En outre, la prescription d’opioïdes à des patients qui ont déjà souffert d’un problème de dépendance à la drogue ou à l’alcool est fortement découragée. Il en est de même pour les patients qui souffrent d’un trouble psychiatrique.
Les experts canadiens emboîtent ainsi le pas aux Centers for Disease Control (CDC) américains qui, en 2016, ont fait des recommandations semblables.
Le Collège des médecins du Québec, qui travaille actuellement à une révision de ses propres lignes directrices en la matière, publiées en 2009, n’a pas voulu commenter l’initiative canadienne. Aucun expert québécois ne figure parmi les auteurs des lignes directrices publiées aujourd’hui en anglais dans le JAMC.
Entre 15 et 19 % des Canadiens souffriraient de douleurs chroniques. Selon une étude parue dans la revue PLOS One en 2016, 40 % des utilisateurs d’opioïdes prescrits pour des douleurs non reliées au cancer consomment plus de 200 mg par jour. On constate même que 19 % excèdent 200 mg par jour.
Piètre accès aux solutions non pharmacologiques
La directrice de la Clinique de la douleur du CHUM, la Dre Aline Boulanger, reproche une certaine « rigidité » à ces recommandations, bien qu’elle approuve la nécessité d’une révision. Elle avait d’ailleurs envoyé ses commentaires aux experts lorsqu’ils ont procédé à une consultation, en janvier dernier.

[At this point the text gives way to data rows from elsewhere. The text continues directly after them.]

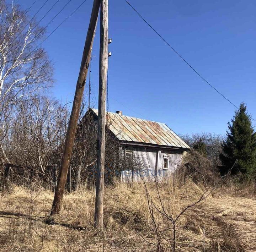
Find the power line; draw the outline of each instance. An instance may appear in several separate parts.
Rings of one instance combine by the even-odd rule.
[[[19,34],[18,35],[18,36],[19,35],[20,35],[20,34],[24,31],[24,29],[25,29],[25,28],[26,28],[26,27],[27,27],[27,26],[28,24],[29,24],[30,23],[31,23],[31,22],[32,22],[32,21],[34,19],[34,17],[36,16],[36,15],[37,14],[37,13],[41,10],[42,9],[42,8],[43,8],[43,7],[44,6],[44,5],[46,5],[46,3],[47,3],[48,1],[49,1],[49,0],[46,0],[46,1],[45,2],[44,2],[43,4],[43,5],[42,5],[40,7],[40,8],[39,9],[39,10],[38,10],[37,11],[37,12],[36,13],[36,14],[35,14],[34,15],[34,16],[33,16],[33,17],[30,20],[30,21],[28,22],[28,23],[27,24],[26,24],[26,25],[23,28],[23,29],[21,30],[21,32],[20,33],[19,33]]]
[[[58,13],[55,15],[55,16],[53,17],[53,18],[46,25],[46,26],[45,26],[44,27],[44,29],[45,29],[46,27],[49,25],[49,24],[50,23],[52,22],[52,21],[60,13],[60,12],[62,11],[63,9],[68,4],[69,2],[70,2],[72,0],[70,0],[70,1],[66,4],[65,6],[58,12]],[[65,21],[66,21],[68,18],[69,18],[81,6],[84,4],[86,0],[84,0],[83,2],[82,2],[82,3],[81,3],[62,22],[62,23],[58,25],[53,31],[51,32],[50,34],[49,34],[48,36],[47,36],[36,47],[36,48],[31,52],[23,59],[23,60],[26,60],[29,56],[30,55],[31,55],[31,54],[34,52],[36,51],[36,50],[38,48],[44,41],[46,40]]]
[[[34,28],[35,28],[36,26],[37,26],[39,24],[39,23],[43,20],[43,18],[44,18],[46,16],[46,15],[47,15],[48,14],[48,13],[49,13],[49,12],[50,12],[50,11],[52,9],[52,8],[53,8],[53,7],[54,7],[54,6],[55,6],[55,5],[56,5],[56,4],[57,4],[57,3],[59,1],[59,0],[57,0],[57,1],[56,2],[55,2],[55,3],[53,4],[53,5],[51,7],[51,8],[50,9],[46,12],[46,13],[44,14],[44,16],[43,17],[42,17],[42,18],[41,18],[41,19],[40,19],[40,20],[39,20],[39,21],[38,21],[38,22],[37,23],[36,25],[36,26],[35,26],[33,28],[33,29],[32,29],[32,31],[33,31],[33,30],[34,29]]]
[[[132,9],[146,23],[148,24],[148,25],[149,26],[149,27],[154,31],[154,32],[158,35],[158,36],[162,39],[162,40],[164,41],[164,42],[167,45],[168,45],[172,50],[188,66],[190,67],[198,76],[199,76],[203,81],[204,81],[207,84],[208,84],[208,85],[209,85],[212,88],[213,88],[217,93],[218,93],[219,94],[220,94],[220,95],[221,95],[224,99],[225,99],[226,100],[228,101],[233,106],[234,106],[235,108],[236,108],[238,109],[239,109],[239,108],[236,106],[236,105],[235,105],[231,101],[230,101],[230,100],[229,100],[228,98],[227,98],[226,97],[225,97],[224,95],[220,93],[219,91],[218,91],[210,83],[207,81],[199,73],[197,72],[195,69],[187,61],[185,60],[185,59],[183,58],[181,55],[178,53],[178,52],[176,51],[172,46],[171,46],[171,45],[168,43],[163,37],[161,36],[161,35],[160,35],[160,34],[156,31],[156,30],[155,30],[151,26],[150,24],[149,24],[148,22],[146,20],[134,9],[134,8],[131,5],[131,4],[127,0],[124,0],[130,6]],[[249,117],[252,119],[254,121],[256,121],[256,120],[254,119],[251,116],[249,116]]]
[[[31,6],[28,8],[28,10],[27,10],[27,11],[24,13],[24,15],[23,15],[23,16],[22,16],[22,18],[23,18],[26,15],[26,14],[27,14],[27,13],[28,11],[30,10],[30,9],[31,8],[31,7],[33,6],[33,5],[34,5],[34,3],[36,2],[36,1],[37,1],[37,0],[36,0],[36,1],[35,1],[33,3],[33,4],[32,4],[32,5],[31,5]],[[37,14],[40,11],[40,10],[41,10],[41,9],[42,9],[42,8],[43,8],[43,7],[45,5],[45,4],[46,4],[46,3],[47,3],[48,1],[49,1],[49,0],[46,0],[46,1],[45,2],[44,2],[44,4],[43,4],[43,5],[42,5],[41,6],[41,7],[39,9],[39,10],[38,10],[36,12],[36,14],[35,14],[34,15],[34,16],[33,16],[33,17],[30,20],[30,21],[29,21],[29,22],[23,27],[23,29],[21,30],[21,31],[18,33],[18,35],[15,37],[15,38],[14,39],[14,40],[15,40],[15,39],[17,39],[17,38],[18,38],[18,36],[19,36],[20,35],[21,35],[21,33],[22,33],[22,32],[25,29],[25,28],[27,27],[27,25],[28,24],[29,24],[30,23],[32,22],[32,21],[34,19],[34,17],[36,16]],[[58,1],[57,1],[58,2],[58,1],[59,1],[59,0],[58,0]],[[54,5],[53,6],[54,6],[54,5],[55,5],[55,4],[56,4],[56,3],[57,3],[57,2],[56,2],[56,3],[55,3],[54,4]],[[40,20],[40,21],[33,28],[33,29],[31,29],[31,32],[32,32],[32,31],[33,31],[33,30],[34,30],[34,28],[38,25],[38,24],[39,24],[39,23],[40,22],[42,21],[42,20],[43,19],[43,18],[44,17],[45,17],[46,16],[46,15],[47,15],[47,13],[49,12],[49,11],[52,9],[52,8],[53,8],[53,7],[52,7],[52,8],[51,8],[47,12],[46,14],[45,14],[45,15],[44,15],[44,16],[41,19],[41,20]],[[12,45],[11,46],[11,47],[10,47],[10,49],[9,49],[9,51],[11,51],[12,49],[12,46],[13,46],[13,45],[14,45],[14,44]],[[18,46],[17,46],[17,47],[14,49],[14,50],[15,51],[15,50],[17,48],[18,48]]]
[[[69,1],[67,4],[62,9],[62,10],[59,12],[59,13],[56,15],[56,16],[50,21],[50,22],[48,23],[47,25],[44,27],[44,28],[45,29],[47,26],[50,24],[50,23],[52,21],[52,20],[54,19],[54,18],[56,17],[59,15],[59,14],[60,13],[60,12],[65,8],[66,5],[68,5],[68,4],[72,0],[70,0]],[[50,34],[49,34],[48,36],[47,36],[46,38],[35,48],[35,50],[39,46],[40,46],[43,43],[44,41],[45,41],[46,39],[47,39],[59,27],[62,25],[62,24],[63,23],[64,23],[65,22],[75,11],[76,11],[78,9],[79,9],[82,5],[82,4],[85,2],[86,1],[86,0],[84,0],[84,1],[83,1],[82,3],[79,5],[79,6],[75,10],[72,12],[71,14],[70,14],[64,20],[59,24],[58,25],[53,31],[52,32],[51,32]]]

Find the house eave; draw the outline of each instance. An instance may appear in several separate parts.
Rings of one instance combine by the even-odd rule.
[[[139,142],[134,142],[128,141],[119,141],[119,143],[124,145],[138,146],[140,147],[149,147],[156,148],[159,149],[168,149],[174,150],[188,150],[190,148],[185,148],[182,147],[177,147],[176,146],[170,146],[166,145],[159,145],[152,143],[140,143]]]

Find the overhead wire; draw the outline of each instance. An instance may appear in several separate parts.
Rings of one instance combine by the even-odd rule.
[[[148,24],[148,25],[151,28],[151,29],[190,68],[191,68],[193,71],[195,72],[200,78],[201,78],[207,84],[209,85],[217,93],[220,94],[223,98],[227,100],[230,104],[232,104],[233,106],[236,108],[238,109],[239,109],[239,108],[237,106],[236,106],[234,103],[233,103],[229,99],[227,98],[220,91],[217,89],[216,88],[214,87],[209,82],[204,78],[194,67],[193,67],[191,65],[190,65],[181,55],[177,51],[176,51],[170,44],[160,34],[160,33],[158,32],[154,28],[153,28],[152,26],[140,14],[139,12],[132,5],[128,2],[127,0],[124,0],[129,5],[129,6],[132,8],[132,9],[140,17],[140,18]],[[249,116],[249,117],[254,121],[256,121],[256,120],[254,119],[251,116]]]
[[[35,49],[32,51],[29,54],[23,59],[23,60],[26,60],[29,56],[31,55],[31,54],[33,52],[34,52],[36,50],[36,49],[38,48],[44,41],[45,41],[46,39],[47,39],[56,30],[57,30],[59,27],[64,22],[65,22],[75,11],[76,11],[79,8],[80,8],[82,5],[82,4],[86,1],[87,0],[84,0],[84,1],[83,1],[82,3],[79,5],[78,6],[78,7],[77,7],[74,11],[73,11],[69,15],[68,17],[65,18],[63,21],[60,24],[59,24],[53,31],[52,32],[49,34],[48,36],[47,36],[41,42],[38,44],[37,46],[35,48]],[[64,9],[64,8],[72,0],[70,0],[70,1],[66,4],[64,7],[62,8],[62,9],[58,13],[55,15],[55,16],[53,17],[53,18],[46,25],[46,26],[45,26],[44,27],[44,29],[45,29],[47,26],[49,25],[49,24],[51,23],[52,21],[54,20],[54,19],[60,13],[60,12]]]

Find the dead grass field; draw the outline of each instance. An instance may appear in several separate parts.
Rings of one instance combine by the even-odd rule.
[[[148,187],[159,206],[155,185]],[[174,216],[204,192],[189,181],[180,187],[162,185],[159,189],[165,208]],[[155,243],[156,238],[142,183],[130,187],[117,183],[105,188],[104,228],[98,233],[93,228],[92,190],[81,188],[66,195],[54,225],[44,221],[52,193],[12,186],[1,196],[1,251],[156,251],[149,243]],[[256,251],[256,207],[255,198],[245,190],[230,186],[214,190],[179,219],[176,251]],[[161,226],[171,226],[159,213],[155,216]],[[171,237],[171,230],[166,234]],[[161,251],[172,251],[171,243],[162,241]]]

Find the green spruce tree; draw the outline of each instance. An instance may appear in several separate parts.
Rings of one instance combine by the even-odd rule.
[[[256,133],[244,102],[235,111],[231,123],[228,123],[228,127],[226,139],[222,144],[223,153],[219,155],[223,165],[221,172],[227,172],[235,163],[231,174],[241,172],[249,176],[255,176]]]

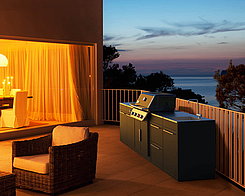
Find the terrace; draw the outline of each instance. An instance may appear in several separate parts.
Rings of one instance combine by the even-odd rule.
[[[244,195],[219,175],[214,180],[177,182],[120,142],[119,127],[91,127],[99,132],[97,174],[93,184],[63,195]],[[11,142],[0,142],[0,170],[11,171]],[[17,196],[45,195],[17,189]]]
[[[75,119],[69,118],[65,121],[78,121],[76,123],[80,126],[87,126],[89,124],[92,132],[96,131],[100,134],[96,179],[93,184],[76,190],[71,190],[64,195],[244,195],[244,192],[241,189],[238,189],[228,180],[223,178],[225,176],[230,181],[245,188],[244,113],[200,104],[200,113],[202,113],[204,117],[216,120],[216,170],[217,174],[221,174],[223,177],[217,175],[214,180],[177,182],[121,143],[119,139],[120,132],[118,125],[95,126],[95,124],[101,124],[102,120],[118,123],[120,120],[119,102],[134,102],[141,93],[141,90],[121,89],[104,89],[101,92],[101,89],[103,88],[103,84],[101,83],[103,75],[102,1],[53,0],[40,1],[35,4],[33,4],[31,0],[25,1],[25,3],[22,4],[19,4],[18,0],[14,0],[13,2],[5,1],[1,3],[2,17],[0,19],[0,38],[3,42],[8,41],[12,43],[6,43],[3,47],[3,42],[1,42],[1,52],[11,56],[9,59],[10,66],[0,70],[2,74],[1,79],[6,76],[10,76],[9,74],[13,73],[15,74],[15,79],[19,78],[20,84],[17,85],[16,83],[16,88],[29,90],[34,97],[32,101],[33,103],[30,103],[31,106],[33,106],[33,115],[36,111],[34,106],[36,107],[41,103],[40,97],[43,97],[42,101],[45,106],[54,105],[54,103],[56,104],[57,102],[49,102],[49,104],[47,104],[46,98],[44,99],[45,96],[39,95],[41,92],[40,89],[37,87],[24,86],[24,77],[22,77],[23,73],[21,72],[22,75],[18,74],[17,70],[28,70],[27,67],[24,66],[24,62],[28,59],[23,60],[23,67],[20,67],[21,64],[17,62],[16,58],[18,55],[15,53],[17,50],[10,50],[10,46],[13,46],[14,48],[19,46],[19,44],[13,43],[13,41],[22,40],[25,42],[55,43],[56,45],[65,44],[65,48],[80,46],[80,49],[87,48],[88,50],[86,51],[90,54],[90,56],[84,55],[89,59],[86,60],[86,62],[89,63],[82,64],[80,62],[83,61],[73,58],[74,62],[79,63],[70,63],[69,61],[69,69],[64,66],[60,70],[65,74],[68,73],[66,70],[71,71],[69,81],[71,84],[76,81],[77,89],[77,91],[74,92],[74,98],[79,98],[78,102],[81,104],[81,108],[84,113],[83,117]],[[14,6],[12,9],[12,4],[16,4],[18,6]],[[57,5],[59,5],[58,8]],[[57,10],[57,12],[54,14],[53,10]],[[66,20],[67,13],[69,13],[69,20]],[[88,20],[88,18],[90,20]],[[69,47],[67,44],[69,44]],[[26,45],[22,45],[18,48],[27,49]],[[36,50],[36,47],[33,48]],[[71,51],[72,50],[67,50],[66,52],[70,54]],[[28,56],[32,59],[31,55]],[[50,56],[54,57],[54,55]],[[49,58],[41,57],[40,59],[43,60]],[[66,61],[64,62],[64,65],[68,64]],[[19,65],[18,69],[15,67],[17,65]],[[36,69],[36,65],[37,63],[34,62],[32,68]],[[40,65],[40,67],[44,67],[44,65],[46,65],[46,67],[53,67],[53,65],[58,66],[57,63],[53,62],[51,64],[41,62]],[[13,67],[11,68],[11,66]],[[79,69],[75,69],[76,66]],[[54,70],[57,70],[57,68]],[[86,73],[85,70],[87,70]],[[36,75],[34,76],[41,75],[38,74],[38,71],[35,71]],[[49,80],[44,81],[54,81],[54,75],[51,74],[52,72],[47,70],[44,71],[45,73],[49,73],[48,75],[50,76]],[[56,71],[53,72],[54,74],[57,73]],[[28,76],[32,75],[30,74]],[[64,78],[67,77],[64,75]],[[75,78],[79,80],[74,80]],[[38,79],[38,77],[33,77],[33,79]],[[64,81],[64,79],[57,78],[55,81]],[[71,81],[73,81],[73,83]],[[37,83],[27,80],[25,82],[25,85],[26,84]],[[67,84],[67,82],[65,84]],[[85,86],[79,86],[78,84],[84,84]],[[50,88],[52,90],[49,90],[46,86],[44,87],[45,88],[42,88],[44,95],[50,96],[50,92],[54,92],[53,88]],[[75,89],[73,87],[69,88],[72,89],[72,92]],[[61,90],[64,89],[64,87],[58,86],[56,89]],[[82,89],[85,90],[85,92],[80,92]],[[34,93],[34,91],[36,93]],[[70,97],[70,92],[67,92],[65,95],[65,97]],[[51,98],[53,98],[53,96],[50,96],[49,100],[51,100]],[[36,101],[36,103],[34,103],[34,101]],[[72,103],[74,100],[70,100],[70,102]],[[63,110],[63,106],[68,105],[67,100],[61,102],[59,105],[62,107],[54,108],[60,108]],[[22,137],[21,139],[18,139],[22,140],[23,138],[38,137],[46,134],[47,127],[61,124],[59,121],[64,120],[61,117],[63,115],[69,116],[66,114],[70,114],[70,111],[72,111],[75,116],[76,114],[82,115],[82,112],[80,110],[78,111],[78,108],[75,105],[70,104],[70,106],[72,106],[72,109],[68,109],[67,112],[48,112],[53,114],[59,113],[61,115],[60,118],[56,119],[57,121],[55,124],[53,124],[53,122],[46,124],[47,122],[45,122],[44,125],[40,126],[35,125],[23,129],[1,130],[0,140],[4,141],[0,142],[0,170],[11,172],[11,143],[13,140],[17,140],[17,137]],[[101,109],[102,106],[103,115]],[[42,115],[42,107],[39,109],[39,114]],[[196,103],[187,102],[181,99],[177,99],[176,109],[190,113],[197,113]],[[45,118],[45,120],[47,120],[47,118]],[[8,140],[6,140],[7,138]],[[45,194],[17,189],[17,196],[19,195]]]
[[[141,91],[138,90],[103,90],[104,121],[118,122],[118,103],[133,102],[140,93]],[[194,102],[188,103],[185,100],[177,99],[176,105],[176,109],[196,112],[196,103]],[[200,105],[200,111],[204,116],[218,118],[216,121],[218,135],[215,179],[177,182],[121,143],[118,125],[100,125],[90,128],[92,132],[98,132],[100,137],[94,183],[71,190],[64,195],[244,195],[241,188],[244,187],[244,160],[242,159],[244,156],[240,154],[243,151],[240,147],[242,142],[239,139],[239,134],[241,134],[239,131],[244,130],[242,128],[243,121],[239,121],[239,118],[243,119],[244,116],[239,117],[239,115],[244,114],[208,105]],[[238,117],[236,117],[237,115]],[[225,123],[228,123],[228,126]],[[220,128],[221,126],[223,129]],[[237,136],[234,132],[237,133]],[[0,142],[0,170],[11,172],[12,141]],[[231,175],[229,176],[229,174]],[[224,176],[226,177],[224,178]],[[232,181],[239,184],[240,189],[231,183]],[[45,194],[17,189],[17,195]]]

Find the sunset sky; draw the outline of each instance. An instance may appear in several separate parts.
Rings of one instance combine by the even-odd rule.
[[[245,64],[245,0],[104,0],[104,44],[139,73],[213,75]]]

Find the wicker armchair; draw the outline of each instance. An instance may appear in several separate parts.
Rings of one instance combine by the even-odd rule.
[[[92,183],[96,173],[98,133],[77,143],[51,146],[52,136],[13,142],[14,157],[49,154],[48,174],[35,173],[13,166],[16,187],[49,194],[65,192]]]

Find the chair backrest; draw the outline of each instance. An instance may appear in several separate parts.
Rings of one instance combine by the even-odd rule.
[[[10,95],[14,96],[17,91],[21,91],[21,89],[18,89],[18,88],[11,89]]]
[[[15,115],[25,116],[27,113],[27,91],[17,91],[14,95],[13,110]]]
[[[52,132],[52,146],[80,142],[89,136],[88,127],[56,126]]]

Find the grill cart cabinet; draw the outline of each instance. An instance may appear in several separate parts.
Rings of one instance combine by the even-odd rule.
[[[132,107],[120,104],[120,140],[141,154],[148,157],[148,123],[129,116]]]
[[[150,112],[141,121],[131,110],[120,104],[123,143],[178,181],[215,177],[214,120],[174,111]]]
[[[164,115],[164,114],[163,114]],[[150,160],[179,181],[215,175],[215,123],[150,118]]]
[[[148,123],[134,120],[134,149],[144,158],[148,158]]]
[[[120,140],[134,149],[134,119],[129,116],[132,107],[120,105]]]

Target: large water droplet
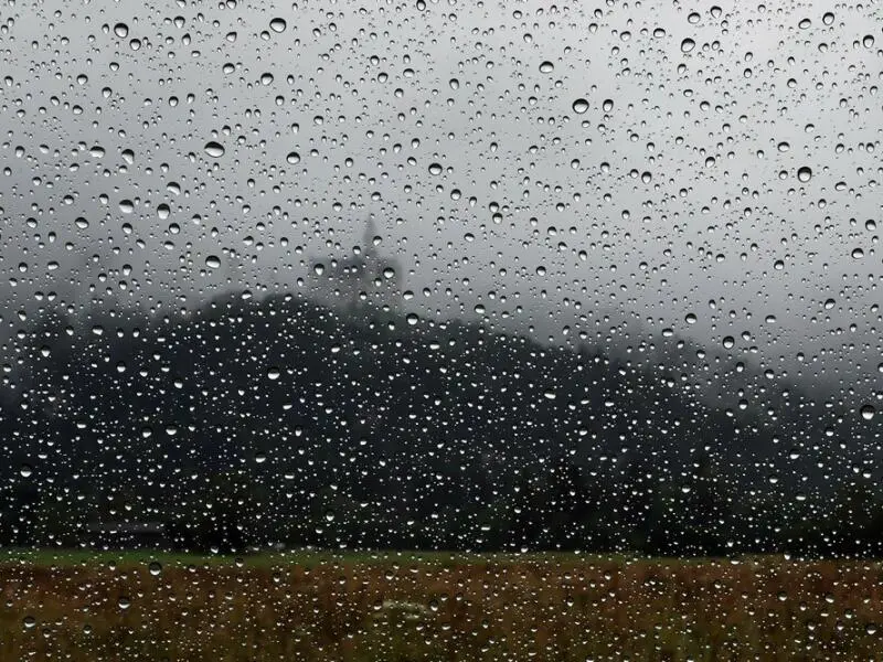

Si l’on s’en tient rigoureusement aux lignes directrices, « ça limite la possibilité de traiter la douleur de certains patients », estime la Dre Boulanger.
Par exemple, chez des patients avec des antécédents de dépendance ou même des problèmes de santé mentale, elle croit qu’il peut arriver que les opioïdes doivent être envisagés. « La douleur peut être à ce point sévère que c’est notre seule option. Il est légitime d’être soulagé. Il faut alors offrir un encadrement encore plus rigoureux », explique-t-elle.
Le travail scientifique derrière les recommandations lui apparaît tout de même très rigoureux. Elle participe actuellement à la révision du guide du Collège des médecins du Québec, tout comme elle avait été partie prenante de la première version en 2009. « Les médecins québécois vont lire ces lignes directrices avec intérêt, mais comme la pratique ici est encadrée par le collège, je crois que ce dernier guide aura un plus grand impact », mentionne-t-elle.
Le Dr David Lussier, pour sa part, expérimente déjà la décroissance des dosages avec ses patients âgés. Le directeur de la clinique de gestion de la douleur chronique à l’Institut universitaire de gériatrie de Montréal est agréablement surpris des résultats. « Au début, je craignais que ce soit trop strict si on calquait de trop près les recommandations américaines, raconte-t-il. Puis j’ai commencé à m’accorder à ces recommandations et, chez la majorité des patients, on arrive à diminuer les doses en y allant graduellement sur plusieurs mois. »
Il aurait toutefois aimé que les experts aillent plus loin en recommandant au gouvernement d’investir pour améliorer l’accès aux traitements non pharmacologiques. « La psychothérapie, la physiothérapie, même la méditation, on sait que c’est efficace et que ça diminue le besoin en médicament, mais nous n’y avons pas accès ! »
De plus, lorsque les patients n’arrivent pas à obtenir un diagnostic ou un soulagement auprès de la première ligne de soins, ils se retrouvent à attendre jusqu’à trois ans avant d’être vus dans une des cliniques de la douleur du Québec.